Tra la fine degli anni ‘60 e gli inizi degli anni ‘70 la sede della Fuci, in piazza Piccinino, era dirimpettaia dell’Istituto Giancarlo Conestabile, fondato questo da monsignor Luigi Piastrelli, autorevole esponente del Modernismo; a poche decine di metri, nel chiostro della Cattedrale di San Lorenzo, la Biblioteca Domenicini era luogo privilegiato di letture ragionate; poco più avanti, in via del Verzaro, il Centro Ecumenico ed Universitario San Martino si apriva, attraverso il dialogo interreligioso, alle sfide del Concilio Vaticano II. Questo percorso, che fu quotidiano, ricomprende lo spazio nel quale monsignor Bromuri esercitò il suo Magistero. Negli anni si aggiungeranno il Centro di Accoglienza di via Bontempi e la redazione del settimanale La Voce.
L’impegno di don Elio nella Fuci (Federazione universitaria cattolica italiana)
Richiamare questa topografia aiuta a ripercorrere l’opera di don Elio; anche se credo sia stato, da parte mia, un gesto temerario accettare di svolgere un compito così impegnativo. Mi rimanda, peraltro, ad un tempo remoto: gli anni nei quali, da presidente della Fuci, ebbi il privilegio di vivere una quotidianità di impegno con lui. A tale distanza temporale le emozioni, le nostalgie possono prevalere sulle analisi puntuali e la controllata filologia che i diari richiedono per evitare di isolare il personaggio in una dimensione agiografica.
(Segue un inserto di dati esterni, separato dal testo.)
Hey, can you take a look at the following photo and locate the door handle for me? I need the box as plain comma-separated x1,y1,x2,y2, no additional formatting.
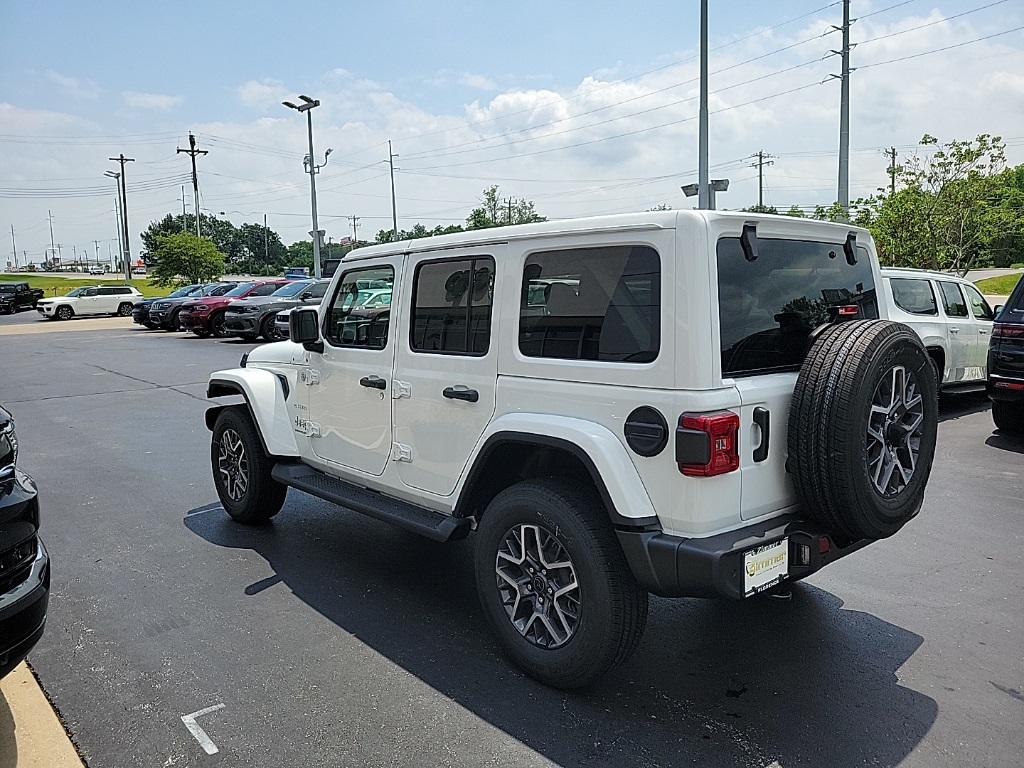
441,387,480,402
754,408,771,462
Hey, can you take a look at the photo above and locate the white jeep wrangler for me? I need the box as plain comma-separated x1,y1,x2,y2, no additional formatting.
207,211,938,688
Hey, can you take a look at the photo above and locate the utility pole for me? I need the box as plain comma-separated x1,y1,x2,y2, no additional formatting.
46,211,57,266
263,213,270,264
751,150,775,208
175,131,209,238
110,153,135,285
697,0,711,210
886,146,896,195
829,0,856,214
387,139,398,243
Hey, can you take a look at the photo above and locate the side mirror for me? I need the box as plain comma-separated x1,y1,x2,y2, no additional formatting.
288,309,324,351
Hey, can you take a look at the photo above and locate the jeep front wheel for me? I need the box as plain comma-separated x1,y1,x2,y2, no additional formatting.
786,321,938,539
474,479,647,688
210,406,288,523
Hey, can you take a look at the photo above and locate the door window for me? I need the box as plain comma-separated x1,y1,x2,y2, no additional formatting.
964,286,993,319
939,280,967,317
519,246,662,362
324,266,394,349
889,278,939,314
409,256,495,355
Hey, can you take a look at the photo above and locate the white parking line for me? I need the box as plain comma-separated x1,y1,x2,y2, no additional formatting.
181,705,224,755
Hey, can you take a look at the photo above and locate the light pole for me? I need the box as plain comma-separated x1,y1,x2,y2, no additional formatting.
282,94,331,280
103,171,125,276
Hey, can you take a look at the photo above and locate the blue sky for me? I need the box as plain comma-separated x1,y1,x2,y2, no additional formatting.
0,0,1024,265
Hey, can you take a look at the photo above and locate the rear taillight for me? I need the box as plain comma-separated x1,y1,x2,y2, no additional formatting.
992,323,1024,339
676,411,739,477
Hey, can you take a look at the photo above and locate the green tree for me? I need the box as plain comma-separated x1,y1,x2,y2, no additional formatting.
375,224,465,243
151,232,224,286
466,184,548,229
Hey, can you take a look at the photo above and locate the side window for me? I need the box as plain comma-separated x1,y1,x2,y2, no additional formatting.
519,246,662,362
889,278,939,314
964,286,993,319
246,284,281,299
409,256,495,355
938,280,967,317
323,266,394,349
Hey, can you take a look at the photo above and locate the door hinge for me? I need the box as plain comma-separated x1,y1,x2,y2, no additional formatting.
391,442,413,464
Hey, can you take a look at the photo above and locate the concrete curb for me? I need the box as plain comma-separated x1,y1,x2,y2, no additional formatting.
0,662,85,768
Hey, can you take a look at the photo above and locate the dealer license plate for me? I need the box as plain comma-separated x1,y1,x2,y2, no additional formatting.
743,539,790,597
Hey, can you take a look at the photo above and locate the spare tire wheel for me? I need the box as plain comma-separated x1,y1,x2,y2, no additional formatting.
786,321,938,540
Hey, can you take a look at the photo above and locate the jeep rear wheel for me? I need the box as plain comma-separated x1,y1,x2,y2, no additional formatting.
210,406,288,523
992,400,1024,434
787,321,938,540
474,479,647,688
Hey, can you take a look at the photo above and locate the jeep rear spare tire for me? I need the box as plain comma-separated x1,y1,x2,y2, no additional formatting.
474,478,647,688
786,321,938,540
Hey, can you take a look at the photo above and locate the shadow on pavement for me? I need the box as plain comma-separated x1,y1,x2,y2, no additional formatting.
184,505,937,768
0,693,17,768
939,391,992,422
985,430,1024,454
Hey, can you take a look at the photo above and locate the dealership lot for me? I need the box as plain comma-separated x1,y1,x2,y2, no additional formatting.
0,312,1024,768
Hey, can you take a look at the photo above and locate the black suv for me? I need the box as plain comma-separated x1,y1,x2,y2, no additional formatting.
0,408,50,677
985,280,1024,434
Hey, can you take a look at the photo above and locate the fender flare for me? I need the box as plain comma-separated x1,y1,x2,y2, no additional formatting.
456,413,660,526
206,368,299,457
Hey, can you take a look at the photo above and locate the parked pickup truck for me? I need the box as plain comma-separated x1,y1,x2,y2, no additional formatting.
0,283,45,314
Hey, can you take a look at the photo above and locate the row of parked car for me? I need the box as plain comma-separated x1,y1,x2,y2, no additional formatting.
132,278,391,341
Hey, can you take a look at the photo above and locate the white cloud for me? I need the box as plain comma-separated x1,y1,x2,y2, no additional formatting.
238,80,295,110
121,91,184,112
46,70,101,99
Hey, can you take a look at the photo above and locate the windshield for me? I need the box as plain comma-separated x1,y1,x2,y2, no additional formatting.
270,281,312,299
223,283,253,296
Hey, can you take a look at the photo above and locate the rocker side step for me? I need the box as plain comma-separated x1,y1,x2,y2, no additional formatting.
270,464,472,542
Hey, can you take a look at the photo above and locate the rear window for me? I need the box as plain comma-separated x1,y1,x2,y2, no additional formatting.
889,278,939,314
718,238,879,376
519,246,662,362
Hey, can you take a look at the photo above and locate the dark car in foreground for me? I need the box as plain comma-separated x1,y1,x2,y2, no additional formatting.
131,285,203,330
224,280,331,341
150,283,238,331
0,408,50,677
178,278,291,339
985,280,1024,435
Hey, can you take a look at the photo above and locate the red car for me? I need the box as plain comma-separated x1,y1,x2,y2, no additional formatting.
178,278,292,339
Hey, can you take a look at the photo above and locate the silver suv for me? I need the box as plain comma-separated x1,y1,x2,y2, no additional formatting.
199,211,937,688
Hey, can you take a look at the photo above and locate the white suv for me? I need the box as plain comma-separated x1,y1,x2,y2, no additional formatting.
207,211,938,688
882,266,994,390
36,286,142,319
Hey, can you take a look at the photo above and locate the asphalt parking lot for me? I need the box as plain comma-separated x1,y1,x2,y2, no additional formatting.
0,312,1024,768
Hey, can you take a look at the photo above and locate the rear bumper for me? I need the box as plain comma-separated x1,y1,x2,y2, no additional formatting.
985,374,1024,402
615,515,872,600
0,540,50,677
224,313,263,334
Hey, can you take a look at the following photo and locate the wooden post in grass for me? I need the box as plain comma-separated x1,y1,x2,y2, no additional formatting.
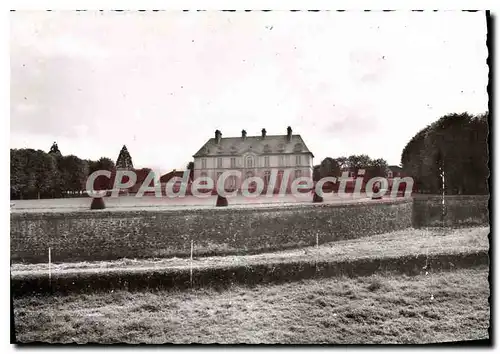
49,247,52,286
316,232,319,271
189,240,194,287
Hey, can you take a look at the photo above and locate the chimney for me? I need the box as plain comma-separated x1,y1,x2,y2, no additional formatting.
286,127,292,142
215,129,222,144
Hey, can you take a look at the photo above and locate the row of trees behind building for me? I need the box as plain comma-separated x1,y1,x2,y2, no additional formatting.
10,113,489,199
10,143,133,199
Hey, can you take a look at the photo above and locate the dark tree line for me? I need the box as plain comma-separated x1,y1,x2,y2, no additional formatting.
313,155,387,181
10,143,115,199
401,113,489,194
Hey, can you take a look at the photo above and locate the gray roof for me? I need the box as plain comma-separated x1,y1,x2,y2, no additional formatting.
193,134,314,157
387,165,403,172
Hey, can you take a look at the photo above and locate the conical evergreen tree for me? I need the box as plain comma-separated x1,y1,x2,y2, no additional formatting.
49,141,61,155
116,145,134,169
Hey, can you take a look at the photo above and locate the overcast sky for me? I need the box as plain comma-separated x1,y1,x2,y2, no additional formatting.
10,11,488,171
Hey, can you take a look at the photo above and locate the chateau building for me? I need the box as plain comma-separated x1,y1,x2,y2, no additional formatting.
193,127,314,190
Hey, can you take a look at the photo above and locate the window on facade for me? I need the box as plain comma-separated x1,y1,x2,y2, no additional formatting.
246,156,253,168
264,171,271,185
229,176,236,188
200,172,207,184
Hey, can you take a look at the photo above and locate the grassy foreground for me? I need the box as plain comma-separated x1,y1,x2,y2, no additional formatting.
14,267,490,344
11,227,490,276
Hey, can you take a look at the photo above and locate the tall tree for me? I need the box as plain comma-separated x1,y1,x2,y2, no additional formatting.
59,155,88,193
89,157,115,190
401,113,489,194
49,141,62,156
116,145,134,169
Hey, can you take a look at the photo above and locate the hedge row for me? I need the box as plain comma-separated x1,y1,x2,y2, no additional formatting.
11,251,489,296
11,198,412,263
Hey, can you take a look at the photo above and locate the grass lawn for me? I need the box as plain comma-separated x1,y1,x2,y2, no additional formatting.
10,193,374,212
14,266,490,344
11,227,489,276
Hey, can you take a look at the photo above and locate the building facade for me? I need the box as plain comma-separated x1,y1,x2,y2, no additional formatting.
193,127,314,190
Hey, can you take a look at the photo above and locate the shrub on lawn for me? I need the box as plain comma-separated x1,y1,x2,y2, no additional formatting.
90,197,106,210
215,195,227,206
313,191,323,203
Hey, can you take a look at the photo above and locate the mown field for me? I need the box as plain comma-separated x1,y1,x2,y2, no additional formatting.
14,267,490,344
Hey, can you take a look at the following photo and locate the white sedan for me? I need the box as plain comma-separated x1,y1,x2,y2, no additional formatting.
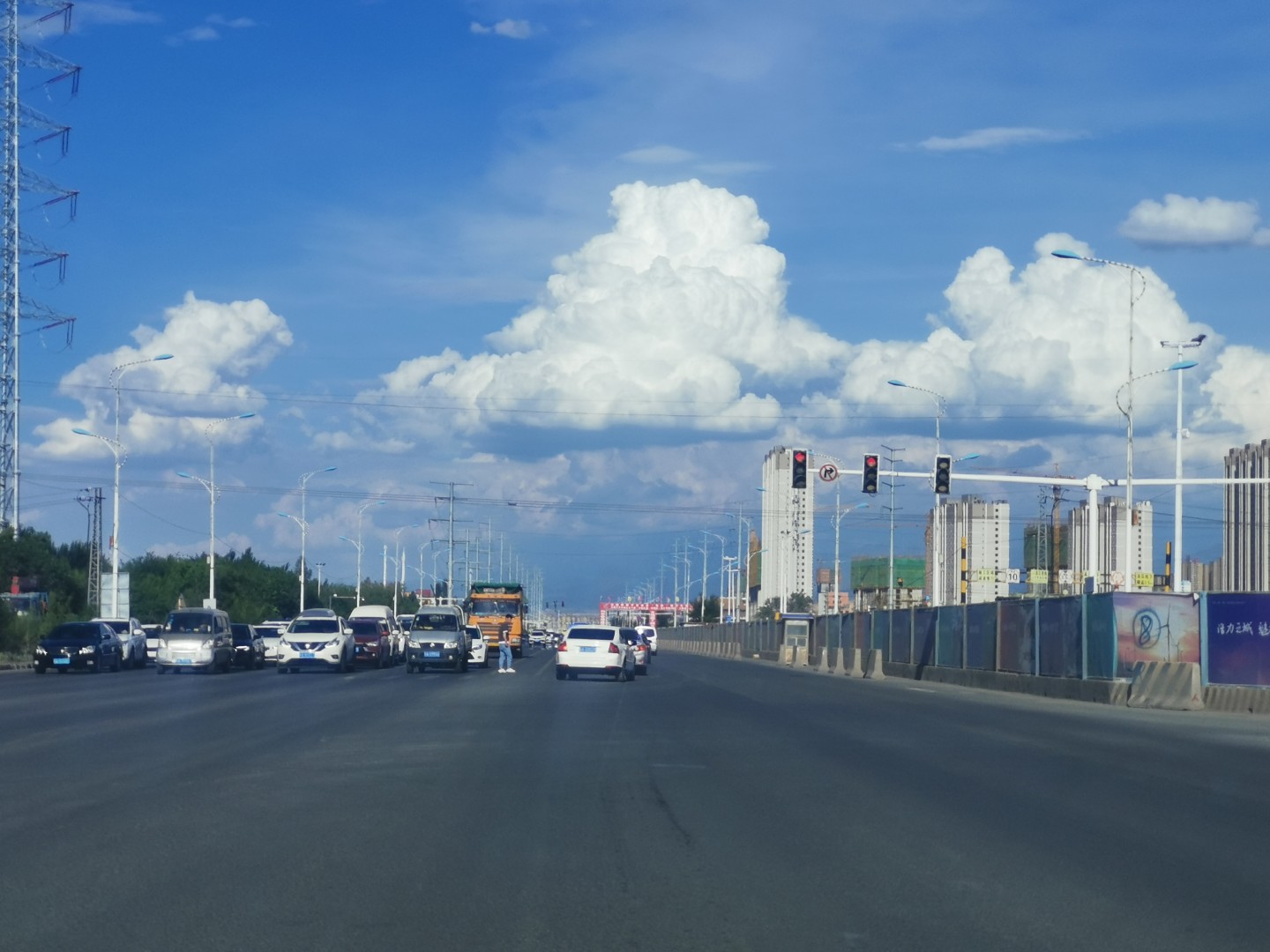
557,624,635,681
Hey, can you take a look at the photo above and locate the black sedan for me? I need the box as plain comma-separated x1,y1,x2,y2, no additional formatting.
230,622,265,669
34,622,123,674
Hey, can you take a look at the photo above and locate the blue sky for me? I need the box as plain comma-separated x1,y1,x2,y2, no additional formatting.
10,0,1270,604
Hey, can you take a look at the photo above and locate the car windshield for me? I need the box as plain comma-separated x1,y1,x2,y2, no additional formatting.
473,598,520,617
287,618,339,635
569,628,614,641
49,622,101,641
410,612,459,631
168,612,212,635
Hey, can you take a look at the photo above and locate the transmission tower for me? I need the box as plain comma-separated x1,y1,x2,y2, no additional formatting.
75,487,101,612
0,0,80,534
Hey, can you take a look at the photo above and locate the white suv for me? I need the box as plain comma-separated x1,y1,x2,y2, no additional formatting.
557,624,635,681
278,608,357,674
93,618,146,667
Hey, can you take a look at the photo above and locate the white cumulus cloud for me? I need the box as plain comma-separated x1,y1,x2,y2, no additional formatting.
33,292,292,457
918,126,1088,152
363,180,846,439
1120,194,1270,248
471,20,534,40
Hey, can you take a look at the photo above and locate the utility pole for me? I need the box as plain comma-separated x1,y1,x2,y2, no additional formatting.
0,0,80,536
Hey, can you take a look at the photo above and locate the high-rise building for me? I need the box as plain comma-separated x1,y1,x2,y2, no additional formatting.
1067,496,1154,591
926,496,1010,606
1221,439,1270,591
758,447,815,606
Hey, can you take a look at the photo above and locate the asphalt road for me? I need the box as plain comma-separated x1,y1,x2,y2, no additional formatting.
0,649,1270,952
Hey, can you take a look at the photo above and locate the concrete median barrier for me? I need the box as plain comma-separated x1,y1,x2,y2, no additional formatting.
1129,661,1204,710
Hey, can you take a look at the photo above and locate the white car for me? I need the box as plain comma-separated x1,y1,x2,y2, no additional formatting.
557,624,635,681
278,608,357,674
464,624,489,667
93,618,146,667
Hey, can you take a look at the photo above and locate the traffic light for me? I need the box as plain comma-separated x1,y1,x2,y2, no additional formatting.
860,453,878,494
935,453,952,496
793,450,806,488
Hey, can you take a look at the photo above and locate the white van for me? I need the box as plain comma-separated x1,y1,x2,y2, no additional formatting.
348,606,405,664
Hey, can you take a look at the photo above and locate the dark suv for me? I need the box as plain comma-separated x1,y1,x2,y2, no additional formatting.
230,622,265,669
348,618,392,667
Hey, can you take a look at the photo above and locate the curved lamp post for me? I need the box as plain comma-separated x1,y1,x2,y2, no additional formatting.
1117,361,1199,591
1160,334,1207,591
293,465,335,612
355,499,387,606
71,427,128,618
1050,250,1147,591
176,413,255,608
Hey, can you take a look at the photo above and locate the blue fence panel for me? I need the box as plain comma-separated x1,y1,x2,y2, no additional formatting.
886,609,913,664
913,608,938,666
965,602,997,672
935,606,965,667
1039,598,1080,678
997,599,1036,674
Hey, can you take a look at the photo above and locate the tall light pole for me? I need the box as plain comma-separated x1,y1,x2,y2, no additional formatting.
71,427,128,618
353,499,387,606
176,413,255,608
886,380,947,606
1115,360,1199,591
1160,334,1207,591
1050,250,1147,591
392,522,419,614
278,513,307,612
296,465,335,612
75,354,171,618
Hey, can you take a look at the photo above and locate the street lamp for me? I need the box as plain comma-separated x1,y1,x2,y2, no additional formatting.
1115,360,1199,591
176,413,255,608
353,499,387,606
292,465,335,612
74,354,171,618
1160,334,1207,591
886,380,946,606
833,500,869,614
71,427,128,618
1050,250,1147,591
392,522,419,614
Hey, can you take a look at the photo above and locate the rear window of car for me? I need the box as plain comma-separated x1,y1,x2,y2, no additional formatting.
410,614,459,631
566,628,614,641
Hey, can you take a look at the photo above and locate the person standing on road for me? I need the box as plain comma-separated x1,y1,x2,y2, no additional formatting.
497,614,516,674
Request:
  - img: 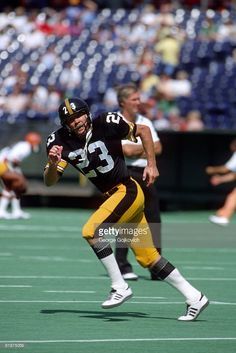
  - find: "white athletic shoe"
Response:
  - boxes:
[209,215,229,226]
[102,287,133,309]
[178,294,209,321]
[11,210,31,219]
[122,272,138,281]
[0,211,11,219]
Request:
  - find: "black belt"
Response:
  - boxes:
[104,177,130,197]
[128,165,144,173]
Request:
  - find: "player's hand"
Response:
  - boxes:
[206,166,215,175]
[2,171,27,198]
[48,145,63,166]
[210,175,221,186]
[143,166,159,187]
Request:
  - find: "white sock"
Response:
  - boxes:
[164,268,201,304]
[11,197,21,213]
[100,254,127,289]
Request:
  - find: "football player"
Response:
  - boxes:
[0,161,26,197]
[0,132,41,219]
[44,98,208,321]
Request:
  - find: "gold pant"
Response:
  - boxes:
[82,178,160,267]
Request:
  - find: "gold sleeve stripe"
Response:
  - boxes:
[45,159,68,173]
[126,121,137,142]
[0,162,8,176]
[65,98,74,115]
Ho precisa memoria della sera nella quale mi presentai a lui nella Chiesa della Università, con me una lettera con la quale il mio parroco gli chiedeva di accompagnarmi nel mio nuovo cammino. Entrai, così, in Fuci.
Era un tempo nel quale soffiava, impetuoso, un vento di contestazione ed era crescente una domanda di cambiamento; “siate realisti, cercate l’impossibile” era il motto del maggio francese che teneva la scena. In questo contesto la politica assumeva una nuova centralità. Il rapporto con don Elio mi consentì di cogliere il senso di questa nuova complessità, di assumere la concretezza di una riflessione capace di affrontare i problemi e non rimuoverli, di capire che il futuro comincia quando il rifiuto è progetto.
olsi, soprattutto, quanto l’esperienza cristiana definisse il terreno proprio della politica, il suo spazio di autonomia, la sua distinzione rispetto ad una concezione sacrale e pagana. Emerse una dimensione spirituale e una mitezza della politica, in grado di leggere il confine tra il bene e il male, allontanare la tentazione della ricerca di un potere fine a se stesso, guidare il processo di riconduzione al bene comune, rifiutare ogni conflitto distruttivo della convivenza giacché una democrazia conflittuale è destinata a rimanere ineluttabilmente aporistica.
La dignità della persona nella politica
Corollario di questa visione della politica è il valore assoluto della dignità della persona, che salda – ricordava don Elio – l’ispirazione cristiana all’opzione democratica, nella sua declinazione di tolleranza, e la alimenta secondo un dovere di solidarietà. Non può, perciò, il cattolico in politica trascrivere parole che rimangono di altri, consegnarsi ad una sopravvivenza opaca o associarsi nella ricerca di una accentuazione integrista.
Il centro di accoglienza di via Bontempi
Ho richiamato le tappe del quotidiano cammino di monsignor Bromuri e in tutte queste c’era una valenza messianica e politica insieme. Vale, ancora, richiamare il dono dell’ospitalità che Egli rese compiuto nella realizzazione del Centro di via Bontempi, luogo di una ospitalità strutturale attenta a tutelare soggettività e dignità dell’ospite.
L’esperienza di don Elio come direttore de La Voce
Ed infine vorrei richiamare l’esperienza del settimanale La Voce , che per lunghi anni diresse, con il quale assecondò il crescere della Chiesa locale, rendendola più consapevole che la comunione ecclesiale è una realtà che ci precede e ci governa. Ne conseguì, anche, una informazione che non individuava bersagli da colpire ma, semmai, integra una denuncia profetica e si impegna nella tessitura di una contestualità ecclesiale e sociale. Tutto questo mons. Bromuri lo realizzò con la fatica silenziosa e la sobrietà dei gesti, insegnandoci che i magisteri non esigono tracce abbaglianti ma durano se sono posti in una luce discreta. E a durare è il suo insegnamento a non declinare, in politica e altrove, in un limite le complessità ma a guadagnare, attraverso la forza della Fede, una tensione ad attraversarle e superarle.